Soho Hospitality (the group behind Above Eleven, Charcoal and Havana Social) fills the Italian gap in Ari with a casual pizza and pasta house. Themed after an Italian wine cellar, the wood-and-brick-heavy restaurant features hundreds of wine bottles, which are sold at rock-bottom prices. Food-wise, the kitchen matches the cozy vibe with simple dishes like bruschetta with San Daniele ham and stracciatella cheese, smoked burrata salad with heirloom tomatoes, pasta and Neapolitan-style pizza. Don’t miss their mascarpone e tartufo pizza which features mascarpone cheese, mozzarella cheese, truffle paste, rocket leaves and San Daniele ham.
Ari Samphan’s quaint pizzeria and wine bar, Cantina, is a big hit with the neighborhood. Even on a weeknight, getting a seat in its rusticated, raw brick and wood interior demands reservation long in advance (in the past, we’ve been unlucky four hours before service).
Our tip: make your reservation for the second floor, where the vibe is cozier, in full view of the pizza-making kiosk, and detached from the resonant buzz of downstairs. One of Cantina’s strongest draws has to be the wine list. Sommelier Mathew Milotich has been the head man here since the day it opened in late 2016, and his huge, stunning wine rack straddles two stories with over 60 labels. By the glass, things start at B250 and by the bottle at B950 (Edi Simcic Pinot Grigio 2015). Last time we visited, Milotich was also on-site to guide us.
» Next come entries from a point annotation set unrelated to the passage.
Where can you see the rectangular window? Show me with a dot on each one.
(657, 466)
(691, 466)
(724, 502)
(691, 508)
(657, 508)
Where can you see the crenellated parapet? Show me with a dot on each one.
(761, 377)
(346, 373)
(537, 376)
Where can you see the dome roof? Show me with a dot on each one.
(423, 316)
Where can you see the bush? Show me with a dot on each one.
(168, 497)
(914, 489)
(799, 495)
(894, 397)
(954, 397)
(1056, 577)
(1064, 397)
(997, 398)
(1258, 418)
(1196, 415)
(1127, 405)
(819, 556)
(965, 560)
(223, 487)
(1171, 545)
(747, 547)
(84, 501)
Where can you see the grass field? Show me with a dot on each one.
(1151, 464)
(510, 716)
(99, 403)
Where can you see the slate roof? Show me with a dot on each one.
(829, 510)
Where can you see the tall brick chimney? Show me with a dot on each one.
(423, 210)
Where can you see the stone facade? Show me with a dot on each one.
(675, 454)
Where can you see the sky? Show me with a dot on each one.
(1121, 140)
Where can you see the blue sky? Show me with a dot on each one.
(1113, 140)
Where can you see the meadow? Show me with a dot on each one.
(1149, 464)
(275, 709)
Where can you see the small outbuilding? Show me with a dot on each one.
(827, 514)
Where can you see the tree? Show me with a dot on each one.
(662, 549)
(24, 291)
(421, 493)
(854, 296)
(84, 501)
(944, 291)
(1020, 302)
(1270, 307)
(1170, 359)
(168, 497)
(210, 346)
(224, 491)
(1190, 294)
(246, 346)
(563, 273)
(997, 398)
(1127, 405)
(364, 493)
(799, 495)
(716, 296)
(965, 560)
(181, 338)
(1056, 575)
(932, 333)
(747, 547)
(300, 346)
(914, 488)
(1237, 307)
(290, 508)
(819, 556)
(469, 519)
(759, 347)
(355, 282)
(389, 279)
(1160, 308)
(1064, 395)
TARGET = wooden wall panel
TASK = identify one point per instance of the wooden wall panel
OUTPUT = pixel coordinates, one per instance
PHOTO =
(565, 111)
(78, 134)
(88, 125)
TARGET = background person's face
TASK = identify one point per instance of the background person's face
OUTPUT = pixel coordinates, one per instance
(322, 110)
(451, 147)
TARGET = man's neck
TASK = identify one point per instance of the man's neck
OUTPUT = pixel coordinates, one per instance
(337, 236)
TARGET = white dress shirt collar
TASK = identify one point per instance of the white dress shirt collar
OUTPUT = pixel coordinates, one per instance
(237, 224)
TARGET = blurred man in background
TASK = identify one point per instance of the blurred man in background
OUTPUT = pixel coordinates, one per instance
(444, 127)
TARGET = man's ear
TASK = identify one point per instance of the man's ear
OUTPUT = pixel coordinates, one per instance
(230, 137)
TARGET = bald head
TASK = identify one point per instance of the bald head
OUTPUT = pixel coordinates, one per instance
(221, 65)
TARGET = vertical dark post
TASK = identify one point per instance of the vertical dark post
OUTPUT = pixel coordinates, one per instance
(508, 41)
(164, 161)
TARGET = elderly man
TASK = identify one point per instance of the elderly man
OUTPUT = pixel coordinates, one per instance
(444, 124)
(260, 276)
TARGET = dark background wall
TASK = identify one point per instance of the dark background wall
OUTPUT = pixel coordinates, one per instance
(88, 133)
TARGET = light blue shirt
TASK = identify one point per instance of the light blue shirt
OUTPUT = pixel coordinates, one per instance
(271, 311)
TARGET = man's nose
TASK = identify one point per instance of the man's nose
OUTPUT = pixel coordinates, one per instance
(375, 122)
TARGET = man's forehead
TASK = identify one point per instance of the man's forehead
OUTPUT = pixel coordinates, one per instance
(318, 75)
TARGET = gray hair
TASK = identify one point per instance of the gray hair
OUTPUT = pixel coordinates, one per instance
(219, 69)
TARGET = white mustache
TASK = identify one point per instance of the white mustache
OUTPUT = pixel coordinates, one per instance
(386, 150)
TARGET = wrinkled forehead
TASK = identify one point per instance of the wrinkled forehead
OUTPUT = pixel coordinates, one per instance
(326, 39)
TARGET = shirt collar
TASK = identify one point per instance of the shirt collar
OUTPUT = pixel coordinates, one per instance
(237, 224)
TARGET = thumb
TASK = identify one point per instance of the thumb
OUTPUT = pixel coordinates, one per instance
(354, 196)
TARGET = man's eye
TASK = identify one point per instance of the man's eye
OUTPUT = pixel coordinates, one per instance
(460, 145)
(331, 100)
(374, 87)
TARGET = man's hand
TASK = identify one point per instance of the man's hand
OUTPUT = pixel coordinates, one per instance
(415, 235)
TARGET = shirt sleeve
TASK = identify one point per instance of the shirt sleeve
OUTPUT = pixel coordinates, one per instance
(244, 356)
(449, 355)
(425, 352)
The pizza (B280-B520) is good, but not in the same league as the best in town. Our main issue is with the 24 hour-raised pizza dough, which just doesn’t have the texture and crispiness we’d hope for, but the tomato sauce is also so freaking salty we’re not sure if it’s a strategy to make you order more wine. Still, the toppings showcase some excellent produce, like a tantalizingly creamy burrata and excellent parma ham (B490).
The kitchen could also do a better job with its over-salted pasta, which, in the case of a squid ink tagiolini (B420), lacks al dente bite despite the fresh, firm seafood. Elsewhere on the menu, things read more like an Ekkamai brewpub than authentic pizzeria. The kurobuta pork steak (B490) is not only expensive, but also accompanied by dehydrated spinach and cold, bland mashed potato. Dressed in an acidic-and-sweet pineapple sauce, the flavor is actually quite pleasant, if not in keeping with the Italian vibe—which elsewhere really shines.
The service is professional and helpful, and willing to dish out a complimentary digestif of limoncello. We’d advise against finishing things off with the tiramisu (B200), which is too heavy on the mascarpone, but Cantina definitely has its place. As a wine bar, it’s the best in the neighborhood, and enough reason alone for us to someday return.